The starting rotation: Jon Lester, Yu Darvish, Kyle Hendricks, Jose Quintana and Tyler Chatwood.

The position-player group: Willson Contreras, Victor Caratini, Anthony Rizzo, Javy Baez, Addison Russell, Kris Bryant, Tommy La Stella, Kyle Schwarber, Albert Almora Jr., Ian Happ, Jason Heyward and Ben Zobrist.

The bullpen: Brandon Morrow, Steve Cishek, Pedro Strop, Carl Edwards Jr., Mike Montgomery, Brian Duensing, Justin Wilson and Justin Grimm.

Boom. There’s your 25.

Joe Maddon, do you agree?

“You guys and ladies could probably write down what you’re seeing and be pretty accurate,” Maddon said Thursday. “I can’t deny that, it’s true. Oftentimes, when you’re a pretty good ball club, that is the case. When you’re not so good, you always get auditions during spring training.

“I think what the boys have done is they’ve built up a nice cache in case things were to happen. The depth is outstanding. So you could probably narrow it down, who you think’s going to be the 25, and I won’t argue that.”

It’s the latest example in a camp that to this point has been full of them that the Cubs are one of baseball’s best teams and that only a World Series championship will fulfill expectations. Had the front office stuck with a starting rotation of Lester, Hendricks, Quintana, Chatwood and Montgomery, then there would’ve been a spot open in the bullpen. But the statement-making signing of Darvish jolted the Cubs into “best rotation in the game” status, sent Montgomery back to the bullpen and further locked the roster into place.

Guys like Grimm and La Stella have been forced off the 25-man roster at points in recent seasons, though even their spots seem safe. Maddon even said that a huge spring from someone else wouldn’t mean as much at what guys have done at the major league level in recent memory.

“Spring training performance, for me, it’s not very defining,” Maddon said. “You’re going to be playing against a lot of guys that aren’t going to be here, more Triple-A guys, even some Double-A guys.

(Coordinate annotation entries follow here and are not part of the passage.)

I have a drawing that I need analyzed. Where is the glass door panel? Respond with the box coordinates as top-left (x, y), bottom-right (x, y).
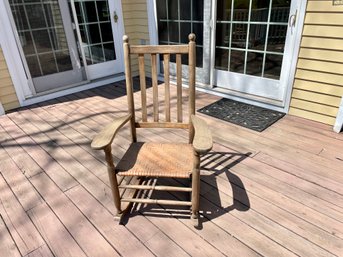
top-left (9, 0), bottom-right (84, 93)
top-left (70, 0), bottom-right (123, 79)
top-left (214, 0), bottom-right (293, 101)
top-left (156, 0), bottom-right (211, 83)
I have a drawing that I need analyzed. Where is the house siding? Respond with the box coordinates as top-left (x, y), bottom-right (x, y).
top-left (0, 48), bottom-right (20, 111)
top-left (289, 0), bottom-right (343, 125)
top-left (122, 0), bottom-right (151, 76)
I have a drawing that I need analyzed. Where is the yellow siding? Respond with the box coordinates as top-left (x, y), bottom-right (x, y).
top-left (0, 48), bottom-right (19, 111)
top-left (289, 0), bottom-right (343, 125)
top-left (122, 0), bottom-right (151, 76)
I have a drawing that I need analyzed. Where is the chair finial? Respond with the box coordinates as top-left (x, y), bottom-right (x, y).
top-left (188, 33), bottom-right (196, 42)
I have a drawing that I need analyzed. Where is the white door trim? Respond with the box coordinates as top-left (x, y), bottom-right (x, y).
top-left (284, 0), bottom-right (307, 113)
top-left (0, 0), bottom-right (34, 106)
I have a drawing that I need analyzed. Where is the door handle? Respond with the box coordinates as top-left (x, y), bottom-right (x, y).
top-left (113, 11), bottom-right (118, 23)
top-left (288, 10), bottom-right (298, 27)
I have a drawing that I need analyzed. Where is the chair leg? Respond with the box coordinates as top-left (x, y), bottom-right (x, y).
top-left (104, 146), bottom-right (122, 222)
top-left (191, 153), bottom-right (200, 227)
top-left (108, 169), bottom-right (123, 218)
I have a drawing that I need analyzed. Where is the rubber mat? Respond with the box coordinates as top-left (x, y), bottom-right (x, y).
top-left (198, 98), bottom-right (285, 132)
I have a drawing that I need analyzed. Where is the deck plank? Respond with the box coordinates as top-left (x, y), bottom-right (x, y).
top-left (28, 203), bottom-right (87, 257)
top-left (0, 216), bottom-right (21, 257)
top-left (0, 79), bottom-right (343, 256)
top-left (0, 174), bottom-right (44, 255)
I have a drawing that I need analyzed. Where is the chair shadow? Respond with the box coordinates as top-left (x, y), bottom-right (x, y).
top-left (127, 152), bottom-right (251, 229)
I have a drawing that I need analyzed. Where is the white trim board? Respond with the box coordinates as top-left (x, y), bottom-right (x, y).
top-left (0, 0), bottom-right (32, 106)
top-left (333, 96), bottom-right (343, 133)
top-left (21, 75), bottom-right (125, 106)
top-left (0, 102), bottom-right (5, 116)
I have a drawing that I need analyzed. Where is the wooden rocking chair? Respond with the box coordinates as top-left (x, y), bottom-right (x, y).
top-left (91, 34), bottom-right (212, 226)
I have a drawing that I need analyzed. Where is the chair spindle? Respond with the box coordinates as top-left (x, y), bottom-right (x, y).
top-left (176, 54), bottom-right (183, 122)
top-left (151, 54), bottom-right (159, 122)
top-left (138, 54), bottom-right (147, 122)
top-left (163, 54), bottom-right (170, 122)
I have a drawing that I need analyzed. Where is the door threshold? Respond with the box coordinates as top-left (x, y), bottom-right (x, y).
top-left (197, 85), bottom-right (286, 112)
top-left (21, 73), bottom-right (125, 107)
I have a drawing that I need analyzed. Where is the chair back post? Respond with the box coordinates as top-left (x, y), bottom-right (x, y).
top-left (188, 33), bottom-right (196, 143)
top-left (123, 35), bottom-right (137, 142)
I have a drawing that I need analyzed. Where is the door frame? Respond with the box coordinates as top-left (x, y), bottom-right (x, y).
top-left (0, 0), bottom-right (125, 106)
top-left (147, 0), bottom-right (307, 113)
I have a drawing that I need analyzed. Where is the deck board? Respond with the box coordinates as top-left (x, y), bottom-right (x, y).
top-left (0, 79), bottom-right (343, 256)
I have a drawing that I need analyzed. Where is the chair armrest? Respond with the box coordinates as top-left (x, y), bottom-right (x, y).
top-left (91, 114), bottom-right (131, 150)
top-left (191, 115), bottom-right (213, 154)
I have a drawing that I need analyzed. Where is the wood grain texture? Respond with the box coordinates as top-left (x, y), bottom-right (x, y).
top-left (138, 54), bottom-right (147, 121)
top-left (131, 45), bottom-right (188, 54)
top-left (191, 115), bottom-right (213, 154)
top-left (163, 54), bottom-right (170, 122)
top-left (0, 80), bottom-right (343, 256)
top-left (91, 114), bottom-right (131, 150)
top-left (151, 53), bottom-right (159, 122)
top-left (176, 54), bottom-right (183, 122)
top-left (0, 210), bottom-right (21, 257)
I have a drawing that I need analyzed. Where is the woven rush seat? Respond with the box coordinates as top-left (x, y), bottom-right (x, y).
top-left (116, 143), bottom-right (194, 178)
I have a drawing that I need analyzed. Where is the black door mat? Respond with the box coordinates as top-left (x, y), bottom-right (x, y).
top-left (198, 98), bottom-right (285, 132)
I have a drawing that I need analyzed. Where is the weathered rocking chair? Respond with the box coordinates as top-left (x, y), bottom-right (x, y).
top-left (92, 34), bottom-right (212, 226)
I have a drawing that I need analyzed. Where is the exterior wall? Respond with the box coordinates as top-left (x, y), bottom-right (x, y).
top-left (122, 0), bottom-right (151, 76)
top-left (0, 48), bottom-right (20, 111)
top-left (289, 0), bottom-right (343, 125)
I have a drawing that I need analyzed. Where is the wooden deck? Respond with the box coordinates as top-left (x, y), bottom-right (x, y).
top-left (0, 80), bottom-right (343, 257)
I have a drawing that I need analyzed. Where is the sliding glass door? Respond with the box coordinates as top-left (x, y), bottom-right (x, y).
top-left (156, 0), bottom-right (304, 106)
top-left (215, 0), bottom-right (296, 103)
top-left (70, 0), bottom-right (124, 79)
top-left (9, 0), bottom-right (85, 93)
top-left (8, 0), bottom-right (124, 93)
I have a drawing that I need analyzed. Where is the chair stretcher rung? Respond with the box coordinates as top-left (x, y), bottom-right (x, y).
top-left (121, 198), bottom-right (192, 206)
top-left (119, 185), bottom-right (192, 192)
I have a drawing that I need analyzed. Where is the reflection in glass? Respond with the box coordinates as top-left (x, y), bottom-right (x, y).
top-left (168, 0), bottom-right (179, 20)
top-left (230, 50), bottom-right (245, 73)
top-left (267, 25), bottom-right (288, 53)
top-left (104, 43), bottom-right (116, 61)
top-left (26, 55), bottom-right (42, 78)
top-left (264, 54), bottom-right (283, 79)
top-left (38, 53), bottom-right (57, 75)
top-left (75, 0), bottom-right (116, 64)
top-left (156, 0), bottom-right (204, 67)
top-left (270, 0), bottom-right (291, 22)
top-left (180, 22), bottom-right (194, 44)
top-left (90, 45), bottom-right (105, 64)
top-left (234, 0), bottom-right (250, 21)
top-left (217, 0), bottom-right (231, 21)
top-left (231, 24), bottom-right (248, 48)
top-left (250, 0), bottom-right (270, 22)
top-left (215, 48), bottom-right (229, 70)
top-left (216, 23), bottom-right (230, 46)
top-left (215, 0), bottom-right (291, 79)
top-left (96, 1), bottom-right (111, 21)
top-left (168, 22), bottom-right (179, 43)
top-left (246, 52), bottom-right (263, 76)
top-left (9, 0), bottom-right (73, 78)
top-left (56, 51), bottom-right (72, 72)
top-left (249, 24), bottom-right (267, 51)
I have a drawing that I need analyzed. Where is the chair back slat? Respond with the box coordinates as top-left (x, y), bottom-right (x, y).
top-left (176, 54), bottom-right (183, 122)
top-left (124, 34), bottom-right (195, 141)
top-left (138, 54), bottom-right (147, 121)
top-left (130, 45), bottom-right (188, 54)
top-left (123, 35), bottom-right (137, 142)
top-left (151, 53), bottom-right (159, 122)
top-left (163, 54), bottom-right (170, 122)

Some guys come in better shape, they normally look better early. The vibe’s different. You play a couple innings, you don’t get many at-bats, the pitcher doesn’t see hitters three times and vice versa. So I don’t worry about that as much.

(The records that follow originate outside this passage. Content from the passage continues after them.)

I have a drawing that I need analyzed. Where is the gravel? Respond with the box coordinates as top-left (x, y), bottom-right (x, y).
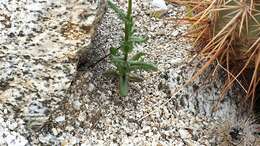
top-left (0, 0), bottom-right (254, 146)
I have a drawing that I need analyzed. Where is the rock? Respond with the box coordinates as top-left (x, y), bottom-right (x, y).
top-left (179, 129), bottom-right (191, 139)
top-left (0, 0), bottom-right (106, 145)
top-left (152, 0), bottom-right (167, 9)
top-left (55, 116), bottom-right (66, 123)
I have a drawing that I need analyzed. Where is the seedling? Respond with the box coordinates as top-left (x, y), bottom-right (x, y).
top-left (108, 0), bottom-right (157, 96)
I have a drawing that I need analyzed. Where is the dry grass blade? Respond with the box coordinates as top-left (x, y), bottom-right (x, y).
top-left (173, 0), bottom-right (260, 111)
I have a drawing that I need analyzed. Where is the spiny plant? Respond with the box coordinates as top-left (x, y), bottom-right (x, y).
top-left (168, 0), bottom-right (260, 110)
top-left (108, 0), bottom-right (157, 96)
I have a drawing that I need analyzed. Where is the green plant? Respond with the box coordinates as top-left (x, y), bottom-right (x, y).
top-left (169, 0), bottom-right (260, 110)
top-left (108, 0), bottom-right (157, 96)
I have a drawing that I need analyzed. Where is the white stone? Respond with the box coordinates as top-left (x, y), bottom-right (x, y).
top-left (152, 0), bottom-right (167, 9)
top-left (179, 129), bottom-right (191, 139)
top-left (55, 116), bottom-right (66, 123)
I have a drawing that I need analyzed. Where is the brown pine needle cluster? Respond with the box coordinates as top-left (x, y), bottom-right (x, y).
top-left (168, 0), bottom-right (260, 107)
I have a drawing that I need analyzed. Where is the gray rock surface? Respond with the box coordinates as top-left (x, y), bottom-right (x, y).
top-left (0, 0), bottom-right (106, 145)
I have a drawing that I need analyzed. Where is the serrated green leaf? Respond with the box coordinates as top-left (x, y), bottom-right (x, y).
top-left (110, 47), bottom-right (118, 56)
top-left (119, 75), bottom-right (128, 96)
top-left (108, 0), bottom-right (126, 21)
top-left (131, 52), bottom-right (145, 61)
top-left (128, 73), bottom-right (144, 82)
top-left (103, 69), bottom-right (119, 78)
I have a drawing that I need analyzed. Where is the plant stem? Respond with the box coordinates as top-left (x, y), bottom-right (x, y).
top-left (124, 0), bottom-right (132, 63)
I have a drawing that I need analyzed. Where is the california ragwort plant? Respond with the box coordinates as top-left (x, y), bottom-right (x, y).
top-left (108, 0), bottom-right (157, 96)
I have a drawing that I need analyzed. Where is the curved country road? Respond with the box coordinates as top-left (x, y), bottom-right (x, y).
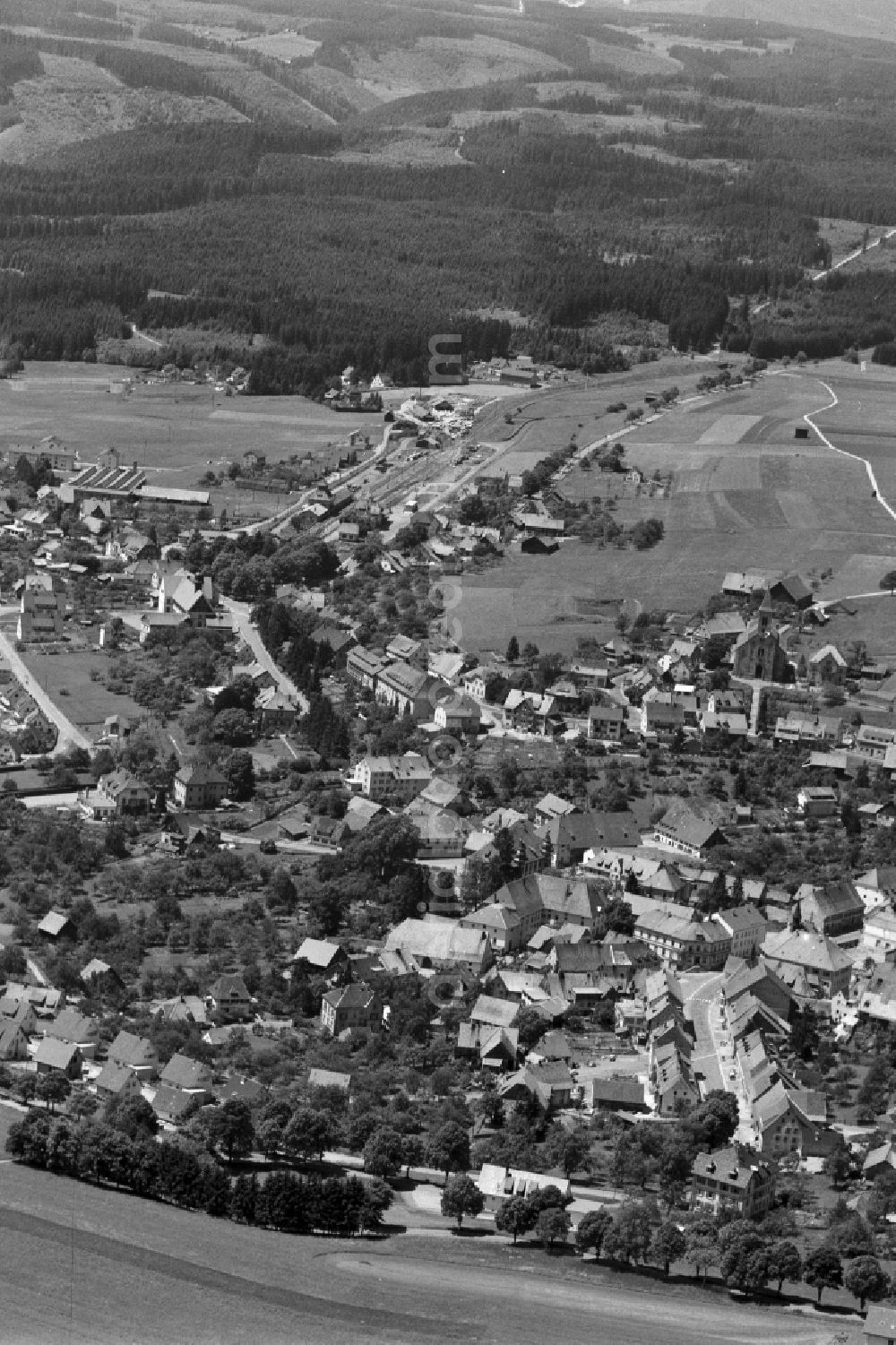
top-left (0, 1151), bottom-right (844, 1345)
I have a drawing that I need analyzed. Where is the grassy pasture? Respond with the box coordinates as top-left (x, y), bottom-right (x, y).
top-left (0, 1165), bottom-right (828, 1345)
top-left (0, 363), bottom-right (382, 499)
top-left (0, 53), bottom-right (246, 163)
top-left (456, 365), bottom-right (896, 651)
top-left (23, 648), bottom-right (147, 732)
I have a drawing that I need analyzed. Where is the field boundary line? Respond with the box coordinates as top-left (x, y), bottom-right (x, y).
top-left (803, 378), bottom-right (896, 523)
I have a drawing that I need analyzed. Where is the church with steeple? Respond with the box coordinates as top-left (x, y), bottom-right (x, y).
top-left (730, 591), bottom-right (789, 682)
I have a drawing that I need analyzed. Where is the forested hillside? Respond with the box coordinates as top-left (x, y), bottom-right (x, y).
top-left (0, 0), bottom-right (896, 392)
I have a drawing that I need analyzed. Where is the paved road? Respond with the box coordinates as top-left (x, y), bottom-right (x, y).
top-left (0, 632), bottom-right (93, 756)
top-left (220, 597), bottom-right (309, 714)
top-left (803, 378), bottom-right (896, 523)
top-left (681, 974), bottom-right (725, 1091)
top-left (0, 1163), bottom-right (858, 1345)
top-left (681, 972), bottom-right (756, 1144)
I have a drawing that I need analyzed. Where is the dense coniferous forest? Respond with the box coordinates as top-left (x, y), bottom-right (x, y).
top-left (0, 0), bottom-right (896, 394)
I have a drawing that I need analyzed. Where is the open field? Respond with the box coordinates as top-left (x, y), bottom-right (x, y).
top-left (0, 53), bottom-right (246, 163)
top-left (456, 362), bottom-right (896, 652)
top-left (0, 363), bottom-right (382, 499)
top-left (344, 34), bottom-right (565, 102)
top-left (0, 1145), bottom-right (858, 1345)
top-left (23, 645), bottom-right (147, 735)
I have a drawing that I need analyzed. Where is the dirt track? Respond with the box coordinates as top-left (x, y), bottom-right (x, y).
top-left (0, 1162), bottom-right (857, 1345)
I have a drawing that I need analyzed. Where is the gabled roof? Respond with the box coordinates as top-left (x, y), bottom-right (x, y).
top-left (470, 996), bottom-right (520, 1028)
top-left (45, 1009), bottom-right (97, 1044)
top-left (109, 1031), bottom-right (159, 1066)
top-left (324, 986), bottom-right (374, 1009)
top-left (161, 1052), bottom-right (211, 1091)
top-left (34, 1037), bottom-right (78, 1069)
top-left (38, 910), bottom-right (69, 939)
top-left (97, 1060), bottom-right (136, 1093)
top-left (292, 939), bottom-right (346, 971)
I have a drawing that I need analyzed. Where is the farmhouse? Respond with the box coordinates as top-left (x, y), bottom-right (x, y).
top-left (730, 591), bottom-right (789, 682)
top-left (320, 986), bottom-right (379, 1037)
top-left (690, 1147), bottom-right (775, 1219)
top-left (174, 763), bottom-right (228, 811)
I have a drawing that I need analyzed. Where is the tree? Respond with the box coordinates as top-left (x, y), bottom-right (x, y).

“It’s more about, guys that might be fighting for a moment, what do they look like, does it look right, does it look good, how do they fit in? Is there somebody there that you scouted? Because what matters a lot is last year and what you did last year and the last couple months of last year.

“So of course guys that have been here probably have a bit of an upper hand, but we’re very open-minded about stuff. And I think when you look at the guys, you’re right, it’s probably pretty close to being set. But stuff happens.”

Could the recently signed Shae Simmons give Grimm an unexpected challenge for the final relief spot? Maddon said guys who have been with the Cubs in the recent past have a leg up. Could Chris Gimenez turn his experience with Darvish into a win over Caratini for the backup catcher spot? Maddon threw cold water on the "personal catcher" narrative last week.

Of course, Maddon left the door open the possibility of an injury that could open up a roster spot and even shake up the depth chart. But barring the unforeseen, this 25-man group looks locked into place.

That gives the Cubs an edge, perhaps, in that they can specifically find ways to tune up those guys rather than focus on getting enough at-bats for players who are fighting for roster spots. But most of that edge came during the winter, and in winters and summers past, when the front office built this team into a championship contender.

There have been plenty of years when the fans coming to Mesa to watch the Cubs play in spring training saw the blossoming of a big league player thanks to a monster spring or a surprise tear during March. That’s going to be unlikely this spring, a reflection of just how far this team has come.

“It’s easy for me to reflect on this because when I started out with the Rays, wow,” Maddon said. “That was a casting call trying to figure it out. You had very few settled positions when you walked in the door. And then as we got better, it became what we’re talking about. As we moved further along, you were pretty much set by the time (you got to spring training) except for one or two spots.

“So I think the better teams are like that.”

The Cubs are most definitely one of those better teams.